Even readers who never aspire to write books can read, write reviews, and participate in literary culture in other ways. Belief makes it all worthwhile, while seeing through to life's empty-cupness brings mourning, depression, and fear. When the lovely home is lost in a divorce, when the aging baby chews pizza with its mouth open, when experts determine that the noble career enabled dependence and learned helplessness — books will still be there for you.

Thus, while my belief that books matter is irrational, it is (with my other beliefs) vital to my survival. It tells me that certain books — like certain people, animals, places, processes, and experiences — are ends in themselves, worth valuing for their own sake, and that while many of these books are hundreds of years old, some are still being written…

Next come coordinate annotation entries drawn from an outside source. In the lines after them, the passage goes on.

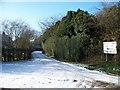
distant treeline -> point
(80, 35)
(15, 54)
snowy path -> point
(44, 72)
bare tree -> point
(14, 28)
(47, 23)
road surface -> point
(45, 72)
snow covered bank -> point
(44, 72)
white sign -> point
(110, 47)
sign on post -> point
(110, 47)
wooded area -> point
(79, 36)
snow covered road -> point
(44, 72)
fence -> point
(15, 54)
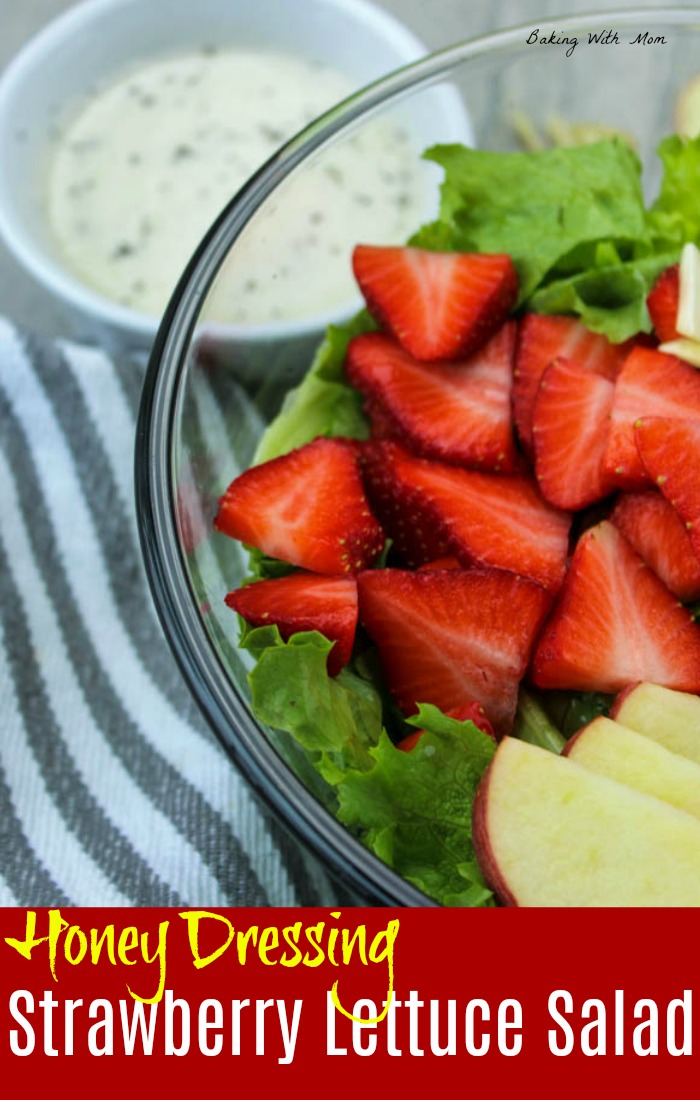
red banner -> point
(483, 998)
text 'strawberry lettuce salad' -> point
(477, 520)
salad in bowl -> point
(452, 573)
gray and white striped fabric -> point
(112, 791)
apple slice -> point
(547, 832)
(669, 717)
(613, 750)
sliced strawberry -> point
(433, 510)
(658, 535)
(663, 304)
(449, 562)
(449, 638)
(570, 428)
(400, 506)
(545, 338)
(670, 453)
(304, 602)
(381, 424)
(438, 305)
(615, 623)
(307, 507)
(651, 384)
(459, 413)
(470, 712)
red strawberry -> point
(449, 638)
(304, 602)
(543, 339)
(307, 507)
(459, 413)
(663, 304)
(670, 453)
(570, 429)
(651, 383)
(433, 510)
(438, 305)
(449, 562)
(615, 623)
(470, 712)
(655, 530)
(381, 424)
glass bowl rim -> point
(212, 689)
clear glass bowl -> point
(214, 384)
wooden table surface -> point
(437, 22)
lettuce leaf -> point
(335, 719)
(414, 809)
(575, 222)
(324, 404)
(537, 207)
(675, 216)
(611, 300)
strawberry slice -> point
(438, 305)
(670, 453)
(304, 602)
(306, 507)
(663, 304)
(459, 413)
(470, 712)
(615, 623)
(570, 428)
(651, 384)
(450, 638)
(449, 562)
(545, 338)
(433, 510)
(658, 535)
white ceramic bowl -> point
(54, 73)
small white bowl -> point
(54, 73)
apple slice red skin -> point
(482, 847)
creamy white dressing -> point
(148, 162)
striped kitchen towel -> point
(112, 790)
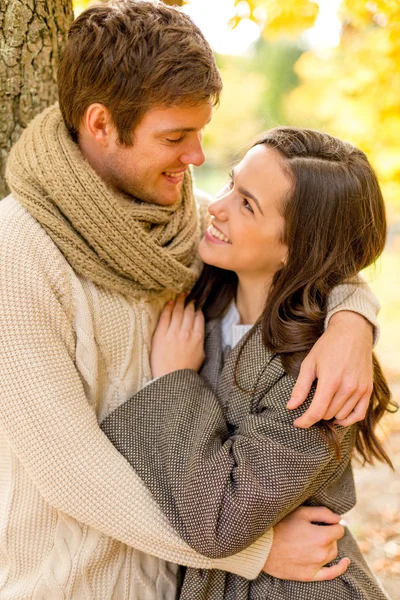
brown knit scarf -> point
(134, 248)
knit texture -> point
(134, 247)
(71, 507)
(228, 463)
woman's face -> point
(247, 226)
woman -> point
(302, 213)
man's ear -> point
(98, 124)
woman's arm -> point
(50, 424)
(344, 392)
(221, 490)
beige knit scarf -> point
(134, 248)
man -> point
(100, 230)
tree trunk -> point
(32, 33)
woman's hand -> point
(300, 548)
(178, 341)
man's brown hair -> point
(132, 55)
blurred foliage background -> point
(332, 65)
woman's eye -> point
(247, 205)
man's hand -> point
(341, 360)
(300, 549)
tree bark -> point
(32, 33)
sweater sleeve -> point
(50, 424)
(358, 297)
(221, 486)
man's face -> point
(165, 142)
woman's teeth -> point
(174, 175)
(219, 235)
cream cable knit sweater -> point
(71, 508)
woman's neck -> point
(250, 299)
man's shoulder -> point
(24, 243)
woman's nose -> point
(218, 209)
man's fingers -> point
(319, 514)
(347, 407)
(328, 573)
(361, 404)
(318, 407)
(303, 385)
(357, 415)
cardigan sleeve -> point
(356, 296)
(50, 424)
(221, 488)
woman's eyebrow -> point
(248, 194)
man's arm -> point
(220, 490)
(342, 392)
(49, 422)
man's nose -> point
(194, 155)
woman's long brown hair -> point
(335, 226)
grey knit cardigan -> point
(222, 457)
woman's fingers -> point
(188, 319)
(327, 573)
(178, 312)
(165, 318)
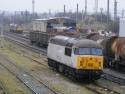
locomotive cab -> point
(79, 58)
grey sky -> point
(56, 5)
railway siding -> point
(26, 78)
(56, 83)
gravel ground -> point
(42, 72)
(59, 82)
(11, 84)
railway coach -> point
(79, 58)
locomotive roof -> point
(69, 42)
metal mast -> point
(33, 7)
(85, 7)
(107, 15)
(115, 10)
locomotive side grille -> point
(90, 62)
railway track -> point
(2, 90)
(40, 51)
(36, 86)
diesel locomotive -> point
(79, 58)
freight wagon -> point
(16, 28)
(44, 29)
(114, 51)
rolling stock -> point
(114, 51)
(16, 28)
(79, 58)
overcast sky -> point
(56, 5)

…by me! That's what the experts say! ME!!! In literary culture, appointed experts decide which books make the cut, and some of them think my books are really good! In my own belief system, I occupy a position near the top!

Andrea Hickey / BuzzFeed

And because virtually everyone I know well is a Person of the Book like me — starting with those few devoted letter writers, but with a conspicuous current trend toward exponential increase and a possible snowballing event; a novelist meets a lot of book lovers — they all seem to agree that I matter. My social status in the last year has gone from zero to hero. Where will it all end? Recently, total strangers wanted to have a formal dinner party in my honor, like in the last (?) episode of Sex and the City where Carrie blows off those Parisians because she's too busy following Mikhail Baryshnikov around some art gallery. (I got out of it by dropping in preemptively for teriyaki in the kitchen with the kids.) A stranger offered me a tenure-track job at an Ivy League school! I was invited to the Edinburgh Festival! A photo editor asked me who she should book for makeup and hair! Cultural significance is by far the best job I ever had. In a pinch I can pass the time just sitting there congratulating myself.

My friends who, if they were to write novels as well as letters, could also quit their day jobs in favor of transcendence IMO, in no particular order: Avner (meaning Avner Shats, already a novelist, but I'm convinced he could make a living writing), Johanna, Ben, Chantal…

Yet who among them has what it takes to pull down a seven-figure advance? Who will be flying us all to his 50th birthday party at some huge, tacky spread in Baja?

Not a novelist, but a memoirist: James P. Graham of West Philadelphia.

Yes, Jamie, this means you. For too long I have retailed your anecdotes while misremembering them. e.g., "Crusty Mattress-Back" with its image of your putting on a bathrobe, driven to the semblance of nudity by your lack of a shirt without a leftist or anarchist slogan on it, rushing to explain to the policeman at the door how the dead 14-year-old came to be in your bathtub; the uncritical readiness with which he believed the truth — that she had been revived by EMTs, then wandered off to rejoin the very friends who thought to shock her into life by packing her in ice. Of her friends and the police, whose nihilism was the more obscene, whose ignorance more troubling? I will quote no one (spoilers). All I can say is, my god. Or "Adolf," the shy young Nazi with poor social skills. Why was he always hanging around the anarchist bookstore, of all places, accepted and tolerated even as he entered pro-Axis screeds into its collective diary ("Book of Unlove") in dense black Fraktur script? Granted, even Nazis have their limits, but did his annoying ways constitute sufficient reason for them to abandon him on the porch wrapped in a carpet? Was "mutilation of a corpse" truly the relevant criminal charge?